Em primeiro lugar, gostaria de lhe endereçar os parabéns pelo seu blogue que só hoje descobri. Voltarei, certamente, mais vezes.

Em segundo lugar, gostaria de deixar aqui uma pequena correcção a este seu post, se me permite: Camille Pleyel é, sem dúvida, a pessoa a quem Chopin dedicou os seus Prelúdios Op.28 (A son ami Camille Pleyel). Mas é um "ele" e não uma "ela". Portanto, palavras e expressões como "a mecenas", "ela" e "dedicatária" estarão com o género errado.

Sintra do avesso disse...

Pianoman,

Muito grato pelas suas palavras. E, naturalmente, também por ter corrigido o meu lamentável erro.

Peço-lhe o favor de acreditar que eu próprio já me tinha apercebido da falta. Entretanto, por uma ou outra razão, ainda não tinha procedido à indispensável correcção.

Apareça sempre que lhe convier e aprouver. Tenho a certeza de que será sempre um prazer.

As melhores saudações do

João Cachado

Sintra do avesso disse...

Pianoman,

Gostaria de lhe axplicar a que ficou a dever-se o erro por si detectado. E faço-o porque é uma «estória» engraçada.

Embora o post tenha sido publicado na data indicada, a verdade é que o escrevi uns dias antes.
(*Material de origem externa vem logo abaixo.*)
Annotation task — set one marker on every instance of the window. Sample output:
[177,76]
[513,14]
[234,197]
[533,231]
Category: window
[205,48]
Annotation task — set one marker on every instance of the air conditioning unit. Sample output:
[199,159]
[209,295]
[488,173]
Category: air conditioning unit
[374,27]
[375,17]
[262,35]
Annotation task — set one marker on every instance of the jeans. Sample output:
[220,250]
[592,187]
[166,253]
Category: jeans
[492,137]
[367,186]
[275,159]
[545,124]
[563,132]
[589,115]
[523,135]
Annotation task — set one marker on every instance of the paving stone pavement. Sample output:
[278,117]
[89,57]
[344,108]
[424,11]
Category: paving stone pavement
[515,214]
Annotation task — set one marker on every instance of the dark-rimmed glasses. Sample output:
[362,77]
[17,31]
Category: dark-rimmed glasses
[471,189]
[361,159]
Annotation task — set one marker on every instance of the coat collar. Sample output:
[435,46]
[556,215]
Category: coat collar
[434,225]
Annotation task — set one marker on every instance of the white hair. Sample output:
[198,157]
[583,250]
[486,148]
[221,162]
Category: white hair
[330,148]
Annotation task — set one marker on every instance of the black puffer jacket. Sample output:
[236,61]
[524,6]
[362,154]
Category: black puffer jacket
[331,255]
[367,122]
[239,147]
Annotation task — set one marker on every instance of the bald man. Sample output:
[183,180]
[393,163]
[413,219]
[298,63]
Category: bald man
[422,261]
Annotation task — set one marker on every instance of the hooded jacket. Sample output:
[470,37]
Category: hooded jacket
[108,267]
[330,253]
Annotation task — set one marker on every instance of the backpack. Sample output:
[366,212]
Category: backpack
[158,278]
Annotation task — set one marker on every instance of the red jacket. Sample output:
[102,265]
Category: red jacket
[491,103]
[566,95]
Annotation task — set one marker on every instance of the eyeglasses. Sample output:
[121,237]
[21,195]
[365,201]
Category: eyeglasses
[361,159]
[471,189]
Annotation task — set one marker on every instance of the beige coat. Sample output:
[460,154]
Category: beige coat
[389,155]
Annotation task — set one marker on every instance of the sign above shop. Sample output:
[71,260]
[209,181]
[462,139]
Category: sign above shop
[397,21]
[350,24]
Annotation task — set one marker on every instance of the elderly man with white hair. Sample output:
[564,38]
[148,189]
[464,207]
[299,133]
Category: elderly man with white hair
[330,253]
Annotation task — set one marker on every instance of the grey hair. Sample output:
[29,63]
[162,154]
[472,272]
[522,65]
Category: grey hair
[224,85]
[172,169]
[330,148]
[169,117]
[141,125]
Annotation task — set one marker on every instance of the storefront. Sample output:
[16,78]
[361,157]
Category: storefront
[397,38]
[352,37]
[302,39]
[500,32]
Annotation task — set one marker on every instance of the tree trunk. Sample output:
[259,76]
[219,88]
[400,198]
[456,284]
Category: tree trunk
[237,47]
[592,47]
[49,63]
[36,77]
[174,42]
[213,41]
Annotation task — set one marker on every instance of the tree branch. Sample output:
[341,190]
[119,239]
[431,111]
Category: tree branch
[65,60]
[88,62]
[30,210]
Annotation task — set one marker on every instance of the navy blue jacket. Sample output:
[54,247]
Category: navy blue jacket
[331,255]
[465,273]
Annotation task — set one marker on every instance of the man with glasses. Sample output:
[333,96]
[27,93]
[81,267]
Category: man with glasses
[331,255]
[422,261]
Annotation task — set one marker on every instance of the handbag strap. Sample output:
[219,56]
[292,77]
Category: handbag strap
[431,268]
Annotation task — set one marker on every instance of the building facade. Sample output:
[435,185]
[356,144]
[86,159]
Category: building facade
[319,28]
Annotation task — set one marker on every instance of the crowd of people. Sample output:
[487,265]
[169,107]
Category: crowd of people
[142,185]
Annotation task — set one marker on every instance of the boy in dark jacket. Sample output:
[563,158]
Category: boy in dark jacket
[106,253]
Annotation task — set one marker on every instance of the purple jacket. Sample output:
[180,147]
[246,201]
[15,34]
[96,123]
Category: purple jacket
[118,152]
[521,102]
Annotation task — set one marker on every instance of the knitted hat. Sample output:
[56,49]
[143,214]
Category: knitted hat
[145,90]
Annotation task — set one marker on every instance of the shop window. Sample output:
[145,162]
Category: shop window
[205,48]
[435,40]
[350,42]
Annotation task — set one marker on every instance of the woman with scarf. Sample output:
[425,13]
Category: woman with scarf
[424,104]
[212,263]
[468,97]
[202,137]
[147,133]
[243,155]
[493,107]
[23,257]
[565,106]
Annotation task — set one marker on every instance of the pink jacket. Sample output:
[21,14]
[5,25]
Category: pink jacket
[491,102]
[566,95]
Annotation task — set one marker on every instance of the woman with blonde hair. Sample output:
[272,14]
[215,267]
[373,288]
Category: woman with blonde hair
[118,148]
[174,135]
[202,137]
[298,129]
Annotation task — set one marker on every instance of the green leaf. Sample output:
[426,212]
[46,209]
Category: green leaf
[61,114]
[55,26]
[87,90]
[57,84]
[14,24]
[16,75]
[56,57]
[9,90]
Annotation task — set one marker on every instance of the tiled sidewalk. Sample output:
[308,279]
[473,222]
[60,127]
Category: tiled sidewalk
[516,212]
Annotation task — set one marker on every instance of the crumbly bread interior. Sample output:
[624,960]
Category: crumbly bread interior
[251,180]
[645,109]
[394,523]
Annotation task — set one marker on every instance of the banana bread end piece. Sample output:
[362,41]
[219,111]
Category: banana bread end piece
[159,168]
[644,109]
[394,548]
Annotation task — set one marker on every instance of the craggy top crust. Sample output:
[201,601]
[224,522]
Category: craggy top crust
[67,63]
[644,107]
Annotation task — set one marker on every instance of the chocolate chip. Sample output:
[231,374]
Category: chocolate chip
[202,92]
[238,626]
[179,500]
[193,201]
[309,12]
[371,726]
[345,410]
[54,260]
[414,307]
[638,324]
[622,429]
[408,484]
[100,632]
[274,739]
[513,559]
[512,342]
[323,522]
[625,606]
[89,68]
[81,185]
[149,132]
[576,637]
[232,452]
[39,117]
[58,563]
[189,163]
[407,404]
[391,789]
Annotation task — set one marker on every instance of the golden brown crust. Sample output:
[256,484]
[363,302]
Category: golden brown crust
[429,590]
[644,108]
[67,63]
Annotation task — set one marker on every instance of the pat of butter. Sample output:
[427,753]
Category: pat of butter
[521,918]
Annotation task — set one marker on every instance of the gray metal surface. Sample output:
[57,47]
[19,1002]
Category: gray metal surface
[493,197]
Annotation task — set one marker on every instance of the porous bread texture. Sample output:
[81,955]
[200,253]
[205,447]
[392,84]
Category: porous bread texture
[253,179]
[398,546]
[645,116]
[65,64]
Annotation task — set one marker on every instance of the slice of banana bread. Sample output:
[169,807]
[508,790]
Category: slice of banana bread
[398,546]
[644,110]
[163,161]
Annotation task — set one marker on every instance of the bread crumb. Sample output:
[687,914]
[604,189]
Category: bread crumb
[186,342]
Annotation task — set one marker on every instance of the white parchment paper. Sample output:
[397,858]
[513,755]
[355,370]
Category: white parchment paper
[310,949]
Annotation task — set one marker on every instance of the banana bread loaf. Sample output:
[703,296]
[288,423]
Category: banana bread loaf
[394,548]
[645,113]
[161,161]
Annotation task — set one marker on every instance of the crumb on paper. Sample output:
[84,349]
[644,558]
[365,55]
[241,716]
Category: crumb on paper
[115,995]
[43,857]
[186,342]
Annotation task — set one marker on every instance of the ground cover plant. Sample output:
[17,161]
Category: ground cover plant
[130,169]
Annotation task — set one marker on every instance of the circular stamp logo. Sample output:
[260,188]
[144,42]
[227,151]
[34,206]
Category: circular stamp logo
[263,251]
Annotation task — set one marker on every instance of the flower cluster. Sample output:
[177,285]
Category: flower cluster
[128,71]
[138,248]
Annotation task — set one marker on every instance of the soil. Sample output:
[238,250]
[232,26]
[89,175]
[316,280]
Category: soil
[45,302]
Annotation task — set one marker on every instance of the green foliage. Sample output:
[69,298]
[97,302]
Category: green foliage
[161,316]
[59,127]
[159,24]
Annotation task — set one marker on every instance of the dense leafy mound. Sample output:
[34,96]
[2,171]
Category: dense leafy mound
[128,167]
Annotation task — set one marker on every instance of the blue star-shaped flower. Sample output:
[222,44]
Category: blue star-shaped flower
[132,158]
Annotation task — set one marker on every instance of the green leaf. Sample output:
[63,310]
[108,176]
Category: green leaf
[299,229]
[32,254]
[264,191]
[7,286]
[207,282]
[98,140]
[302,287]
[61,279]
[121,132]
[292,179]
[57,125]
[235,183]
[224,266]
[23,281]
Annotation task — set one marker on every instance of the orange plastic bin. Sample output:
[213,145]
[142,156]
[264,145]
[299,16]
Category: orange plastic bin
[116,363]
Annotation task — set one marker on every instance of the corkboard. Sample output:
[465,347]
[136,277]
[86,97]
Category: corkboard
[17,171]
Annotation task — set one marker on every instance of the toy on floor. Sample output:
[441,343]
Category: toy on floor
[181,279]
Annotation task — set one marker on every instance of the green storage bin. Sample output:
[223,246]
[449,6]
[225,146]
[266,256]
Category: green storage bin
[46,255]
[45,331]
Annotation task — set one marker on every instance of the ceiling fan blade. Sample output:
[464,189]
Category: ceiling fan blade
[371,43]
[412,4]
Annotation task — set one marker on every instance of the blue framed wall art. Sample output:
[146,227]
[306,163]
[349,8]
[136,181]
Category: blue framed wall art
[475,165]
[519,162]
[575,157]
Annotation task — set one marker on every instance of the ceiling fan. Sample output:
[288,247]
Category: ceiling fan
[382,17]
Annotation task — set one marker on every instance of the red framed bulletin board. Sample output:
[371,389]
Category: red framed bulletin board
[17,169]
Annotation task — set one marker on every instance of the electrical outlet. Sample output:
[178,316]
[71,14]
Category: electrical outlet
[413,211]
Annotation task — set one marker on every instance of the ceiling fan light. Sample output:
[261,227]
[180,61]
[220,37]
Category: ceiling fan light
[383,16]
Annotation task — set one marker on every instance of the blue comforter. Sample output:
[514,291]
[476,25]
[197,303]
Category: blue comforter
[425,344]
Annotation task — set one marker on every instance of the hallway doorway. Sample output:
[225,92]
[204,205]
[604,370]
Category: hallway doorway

Mas fiz manuscito uma vez que uma distenção no braço esquerdo me impedia de trabalhar directamente no teclado. Entreguei o papel para ser passado por uma pessoa que, por acaso, sabe o mínimo de francês e muito pouco de História da Música, ingredientes cujas doses bastaram para ter considerado que eu me enganara. Aqueles dois ll de Camille, foram fatais... Resolveu «ememdar» e passou para o feminino tudo o que, na realidade, estava bem. Só uns dias depois dei pelo erro e, tal como ontem afirmei, por uma ou outra razão, adiei a emenda que deveria ser feita. Pior foi o caso do Jornal de Sintra onde o mesmo texto foi publicado com aquela falha.

Senti-me na obrigação de, consigo, entrar neste pormenor porque, ao fim e ao cabo, teve a gentileza de apontar não uma falta de conhecimento da minha parte mas, isso sim, uma falha de controlo de qualidade do produto acabado... Não há dúvida que foi excesso de confiança.

Bem, só lhe digo que a tal minha ajudante está envergonhadíssima pelo embaraço que me causou embora, coitada, com a melhor das intenções. Na realidade, se me tivesse avisado acerca da «correcção» que havia feito, tudo se teria evitado.

Espero que, pelo menos, tenha enriquecido o seu rol de episódios insignificantes, laterais, mas interessantes e ingénuas «estórias» de música.